Introducing ‘Vector Calling Convention’
In VS2013 (download here), we have introduced a new calling convention known as ‘Vector Calling Convention’ but before we go on and introduce the new calling convention let us take a look at the lay of the land today.
There are multiple calling conventions that exist today, especially on x86 platform. The x64 platform has however been slightly blessed with only one convention. The following calling conventions are supported by the Visual C/C++ compiler (_cdecl, _clrcall, _stdcall, _fastcall and others) on x86. _cdecl is the default calling convention for C/C++ programs on x86. However x64 just uses the _fastcall calling convention.
The types __m64, __m128 and __m256 define the SIMD data types that fit into the 64-bit mmx registers, the 128-bit xmm registers, and the 256-bit ymm registers, respectively. The Microsoft compiler has partial support for these types today.
Let us take a look at an example to understand what this (i.e. partial support) really means:
Figure 1: arguments are passed by reference implicitly on x64.
Today on AMD64 target, passed by value vector arguments (such as __m128/__m256/) must be turned into a passed by address of a temporary buffer (i.e. $T1, $T2, $T3 in the figure above) allocated in caller’s local stack as shown in the figure above. We have been receiving increasing concerns about this inefficiency in past years, especially from game, graphic, video/audio, and codec domains. A concrete example is MS XNA library in which passing vector arguments is a common pattern in many APIs of XNAMath library. The inefficiency will be intensified on upcoming AVX2/AVX-512 and future processors with wider vector registers.
On X86, the convention is a little more advanced in which first 3 passed by value vector arguments will be passed in XMM0:XMM2 register. However, 4th or beyond vector argument is not allowed and will cause C2719 error. Developers today are forced to manually turn it into passed by reference argument to get around the limitation on X86.
How to make use of Vector Calling Convention?
The new calling convention focuses on utilizing vector registers for passing vector type arguments. With Vector Calling Convention the design consideration was to avoid creating a totally different convention and be compatible with existing convention for integer and floating point arguments. This design consideration was further extended to avoid changing the stack layout or dealing with padding and alignment. Please note, the vector calling convention is only supported for native amd64/x86 targets and further it does not apply to MSIL (/clr) target.

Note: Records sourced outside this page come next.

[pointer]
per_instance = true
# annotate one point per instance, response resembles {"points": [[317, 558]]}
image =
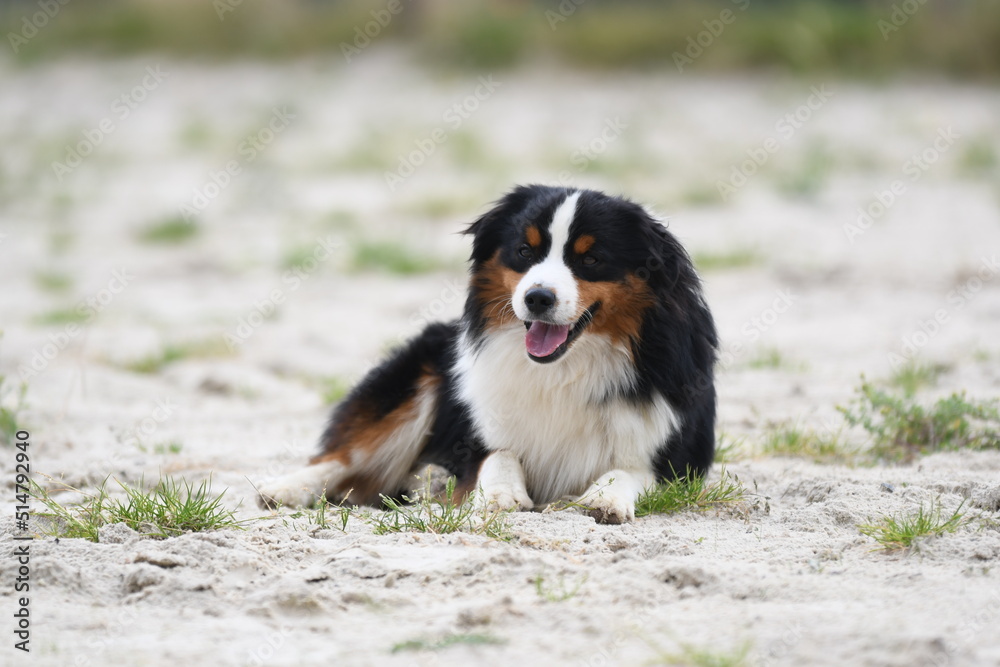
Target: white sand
{"points": [[788, 576]]}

The new calling convention can be triggered in the following two ways:
_vectorcall: Use the new _vectorcall keyword to control the calling convention of specific functions. For example, take a look in the figure 2 below:
Figure 2: ‘__vectorcall’ denotes the use of Vector Calling Convention
- The other way vector calling convention can be used is if the /Gv compiler switch is specified. Using the /Gv compiler option causes each function in the module to compile as vectorcall unless the function is declared with a conflicting attribute, or the name of the function is main.
In addition to SIMD data types, Vector Calling Convention can also be used for Homogeneous Vector Aggregate data-type (HVA) and Homogeneous Float Aggregate data-type (HFA). An HVA/HFA data-type is a composite type where all of fundamental data types of members that compose the type are the same and are of Vector or Floating Point data type. (__m128, __m256, float/double). An HVA/HFA data type can have at most four members. Some examples of what constitutes an HVA/HFA data type are listed below.
Figure 3: HVA/HFA examples
For both architectures (x86 and amd64), HVA/HFA arguments will be passed by value in vector registers if the unallocated volatile vector registers (XMM0:XMM5/YMM0:YMM5) is sufficient to hold the entire aggregate set. They will be otherwise passed via reference the same way as the existing convention. The return value of type HVA/HFA is returned via XMM0(/YMM0): XMM3(/YMM3), one register per element.
Vector Calling Convention /Disasm
Now that we understand a little about what Vector Calling Convention is really about. Let us take look at the disassembly with the use of Vector Calling Convention in the figure given below.
As you can see the ‘Disassembly’ generated as a result of using ‘Vector Calling Convention’ is simplified. The number of instructions with and without vector calling convention are displayed below.
In addition to the number of instructions saved, there is also the stack allocation (96 bytes, allocation of $T1, $T2 and $T3) saved by using vector calling convention which adds to the general goodness resulting in performance gains.
This blog should provide you an introduction to what Vector Calling Convention is all about. As you can observe, there is a lot of goodness in using this convention if you perform a lot of vector calculations in your code especially on the x64 platform. One quick way for validating the performance gain by using Vector Calling Convention for vector code without changing the source code is by using the /Gv compiler switch. At this point you should have everything you need to get started! Additionally, if you would like us to blog about some other compiler technology please let us know we are always interested in learning from your feedback.